Opinions are personal views on the world, but it seems that we’ve begun attaching more value to them, as if opinions could be facts if you just shout them loud enough and find enough other people who have the same opinion. And for me, this is where the issue lies. People are blurring the line between opinions and facts, when they are objectively different. I’d begun to blur the lines myself, and started to believe that the stars I was looking at were immutable numbers that I must feel the same way about. But facts are facts, things which cannot change no matter what you feel about them. Opinions are NOT facts, and they never will be. Stars are just a made up system, attempting to force the subjective complexities of what makes my life ‘good’ into a miniscule, one-dimensional scale. It is a fact that the acceleration of gravity is immutably about 9.8 meters per second per second. It’s the same for everyone. But what you think about that book is not, in fact, what everyone else will think about that book. A book cannot be inherently 3.9 stars. That’s just like, your opinion, man.
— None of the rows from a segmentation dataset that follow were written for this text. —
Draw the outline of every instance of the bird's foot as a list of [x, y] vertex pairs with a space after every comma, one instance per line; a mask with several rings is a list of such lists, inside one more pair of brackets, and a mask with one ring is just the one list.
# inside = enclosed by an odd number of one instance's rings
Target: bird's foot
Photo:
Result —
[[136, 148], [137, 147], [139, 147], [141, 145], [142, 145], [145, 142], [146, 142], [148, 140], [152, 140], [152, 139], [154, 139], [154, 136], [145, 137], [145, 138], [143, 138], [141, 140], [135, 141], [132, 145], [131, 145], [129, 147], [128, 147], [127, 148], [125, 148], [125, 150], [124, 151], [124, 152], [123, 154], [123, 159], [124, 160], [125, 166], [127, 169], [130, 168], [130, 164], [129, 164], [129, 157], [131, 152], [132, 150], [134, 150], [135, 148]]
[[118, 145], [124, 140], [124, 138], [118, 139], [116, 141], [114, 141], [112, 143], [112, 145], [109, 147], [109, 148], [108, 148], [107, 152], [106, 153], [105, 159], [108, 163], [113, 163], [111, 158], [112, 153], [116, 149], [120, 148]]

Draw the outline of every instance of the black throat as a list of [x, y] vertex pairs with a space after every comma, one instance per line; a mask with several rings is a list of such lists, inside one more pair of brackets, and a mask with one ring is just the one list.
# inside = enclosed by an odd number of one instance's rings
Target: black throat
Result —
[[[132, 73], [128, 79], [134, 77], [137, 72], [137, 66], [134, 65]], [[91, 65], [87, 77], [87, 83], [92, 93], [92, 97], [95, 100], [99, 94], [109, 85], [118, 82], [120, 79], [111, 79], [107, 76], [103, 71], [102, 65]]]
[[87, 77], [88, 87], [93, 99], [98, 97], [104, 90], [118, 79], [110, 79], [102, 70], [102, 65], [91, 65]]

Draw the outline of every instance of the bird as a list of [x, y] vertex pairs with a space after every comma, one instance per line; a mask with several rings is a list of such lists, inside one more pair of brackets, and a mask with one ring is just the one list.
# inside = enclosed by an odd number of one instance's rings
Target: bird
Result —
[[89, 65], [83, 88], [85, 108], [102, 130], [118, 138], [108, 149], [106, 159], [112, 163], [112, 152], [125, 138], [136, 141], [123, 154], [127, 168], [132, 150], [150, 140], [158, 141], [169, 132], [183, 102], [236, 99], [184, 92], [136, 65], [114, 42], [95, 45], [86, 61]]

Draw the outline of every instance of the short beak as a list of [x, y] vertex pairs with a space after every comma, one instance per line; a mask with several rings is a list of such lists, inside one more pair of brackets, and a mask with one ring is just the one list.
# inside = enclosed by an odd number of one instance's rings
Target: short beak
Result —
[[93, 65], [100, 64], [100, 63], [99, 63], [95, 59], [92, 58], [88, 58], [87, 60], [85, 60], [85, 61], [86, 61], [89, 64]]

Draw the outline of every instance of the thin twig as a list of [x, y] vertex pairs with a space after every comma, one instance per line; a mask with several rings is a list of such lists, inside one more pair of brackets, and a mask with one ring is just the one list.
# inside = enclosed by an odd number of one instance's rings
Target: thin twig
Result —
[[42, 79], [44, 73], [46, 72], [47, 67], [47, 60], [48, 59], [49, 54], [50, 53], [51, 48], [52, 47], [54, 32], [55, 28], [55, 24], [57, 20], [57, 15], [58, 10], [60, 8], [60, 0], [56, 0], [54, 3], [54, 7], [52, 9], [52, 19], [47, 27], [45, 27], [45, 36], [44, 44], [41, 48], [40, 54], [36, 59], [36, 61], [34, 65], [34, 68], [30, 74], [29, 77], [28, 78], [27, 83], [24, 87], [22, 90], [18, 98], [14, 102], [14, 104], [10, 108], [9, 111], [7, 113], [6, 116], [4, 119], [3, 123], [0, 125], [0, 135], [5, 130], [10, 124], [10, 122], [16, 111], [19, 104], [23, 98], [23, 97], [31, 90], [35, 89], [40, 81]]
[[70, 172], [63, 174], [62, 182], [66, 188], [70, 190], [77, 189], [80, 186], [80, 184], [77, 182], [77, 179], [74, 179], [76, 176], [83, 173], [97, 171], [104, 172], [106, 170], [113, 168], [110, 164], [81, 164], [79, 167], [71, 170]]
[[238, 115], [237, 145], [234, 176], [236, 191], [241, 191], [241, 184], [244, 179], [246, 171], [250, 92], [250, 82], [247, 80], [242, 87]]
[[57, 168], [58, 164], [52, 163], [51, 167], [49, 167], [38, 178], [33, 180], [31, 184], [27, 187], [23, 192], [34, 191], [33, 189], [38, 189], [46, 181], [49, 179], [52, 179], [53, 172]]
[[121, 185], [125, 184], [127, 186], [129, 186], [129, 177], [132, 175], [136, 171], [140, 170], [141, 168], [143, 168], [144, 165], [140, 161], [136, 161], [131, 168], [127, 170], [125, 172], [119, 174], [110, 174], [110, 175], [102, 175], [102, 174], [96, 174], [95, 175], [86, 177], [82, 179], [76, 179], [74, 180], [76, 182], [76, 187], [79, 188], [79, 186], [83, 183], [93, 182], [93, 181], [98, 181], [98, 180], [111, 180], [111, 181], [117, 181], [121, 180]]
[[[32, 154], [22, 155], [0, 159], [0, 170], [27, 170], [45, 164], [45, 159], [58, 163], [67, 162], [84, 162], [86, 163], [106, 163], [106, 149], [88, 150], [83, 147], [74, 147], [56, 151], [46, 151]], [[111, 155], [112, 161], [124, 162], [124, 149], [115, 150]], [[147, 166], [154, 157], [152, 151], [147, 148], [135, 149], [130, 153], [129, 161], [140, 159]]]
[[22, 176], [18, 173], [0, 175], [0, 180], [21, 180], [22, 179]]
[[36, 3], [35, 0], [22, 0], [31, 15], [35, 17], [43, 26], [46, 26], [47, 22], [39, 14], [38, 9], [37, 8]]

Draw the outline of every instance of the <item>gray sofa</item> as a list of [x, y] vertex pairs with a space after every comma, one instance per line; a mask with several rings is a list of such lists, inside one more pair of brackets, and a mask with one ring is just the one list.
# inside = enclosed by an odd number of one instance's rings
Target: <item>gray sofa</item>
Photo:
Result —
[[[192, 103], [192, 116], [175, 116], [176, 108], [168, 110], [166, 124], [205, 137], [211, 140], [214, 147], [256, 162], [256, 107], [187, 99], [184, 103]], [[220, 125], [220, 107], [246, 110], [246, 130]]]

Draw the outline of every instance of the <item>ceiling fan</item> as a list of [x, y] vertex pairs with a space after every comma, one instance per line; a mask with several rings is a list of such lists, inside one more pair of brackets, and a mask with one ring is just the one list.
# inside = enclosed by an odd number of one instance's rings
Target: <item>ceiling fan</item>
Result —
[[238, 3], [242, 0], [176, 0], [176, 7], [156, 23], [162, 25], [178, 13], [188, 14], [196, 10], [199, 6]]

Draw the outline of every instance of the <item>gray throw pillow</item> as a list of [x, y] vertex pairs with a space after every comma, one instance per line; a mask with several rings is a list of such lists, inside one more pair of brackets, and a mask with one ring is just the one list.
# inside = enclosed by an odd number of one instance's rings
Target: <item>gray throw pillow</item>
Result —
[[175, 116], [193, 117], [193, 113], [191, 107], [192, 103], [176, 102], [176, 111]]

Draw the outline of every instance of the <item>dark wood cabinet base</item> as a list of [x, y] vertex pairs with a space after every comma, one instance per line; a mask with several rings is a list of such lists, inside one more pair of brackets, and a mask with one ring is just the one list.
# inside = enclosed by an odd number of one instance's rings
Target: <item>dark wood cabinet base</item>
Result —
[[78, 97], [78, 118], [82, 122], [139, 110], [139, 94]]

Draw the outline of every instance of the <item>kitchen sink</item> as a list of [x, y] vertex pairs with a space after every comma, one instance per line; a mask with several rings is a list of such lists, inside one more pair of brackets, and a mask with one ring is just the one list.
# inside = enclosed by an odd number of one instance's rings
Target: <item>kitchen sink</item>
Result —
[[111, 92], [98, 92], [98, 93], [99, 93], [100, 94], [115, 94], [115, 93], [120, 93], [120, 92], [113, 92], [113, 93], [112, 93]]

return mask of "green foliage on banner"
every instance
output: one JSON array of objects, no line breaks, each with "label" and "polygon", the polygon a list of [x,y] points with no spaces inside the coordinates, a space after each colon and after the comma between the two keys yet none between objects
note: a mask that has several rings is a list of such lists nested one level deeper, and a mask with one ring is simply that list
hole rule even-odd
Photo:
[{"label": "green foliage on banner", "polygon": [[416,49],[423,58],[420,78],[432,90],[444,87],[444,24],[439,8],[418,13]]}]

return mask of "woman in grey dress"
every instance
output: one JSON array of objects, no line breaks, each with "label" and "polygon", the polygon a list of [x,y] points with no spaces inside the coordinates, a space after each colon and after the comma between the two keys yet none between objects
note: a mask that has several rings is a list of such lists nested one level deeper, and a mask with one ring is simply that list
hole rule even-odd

It sometimes feels like opinions have become our identities, and without an opinion, we are nothing. If I didn’t rate it, did it actually even happen? But people change, and so can opinions. Maybe everyone keeps pushing theirs because they want to convince you, or themselves, that their worldview is true, that it’s right. That it’s a fact. Maybe they need to convince themselves that they matter by proving that their opinion is unchangeable. Maybe it gives them a sense of realness. It’s tactile to record that you read a book and liked it 5 stars worth. Or 1000 thumbs up worth. Or -510.2 snowflakes worth. It’s all the same. But it’s not my responsibility to listen. It’s not my responsibility to validate anyone else. I don’t want your opinion. I don’t owe you mine.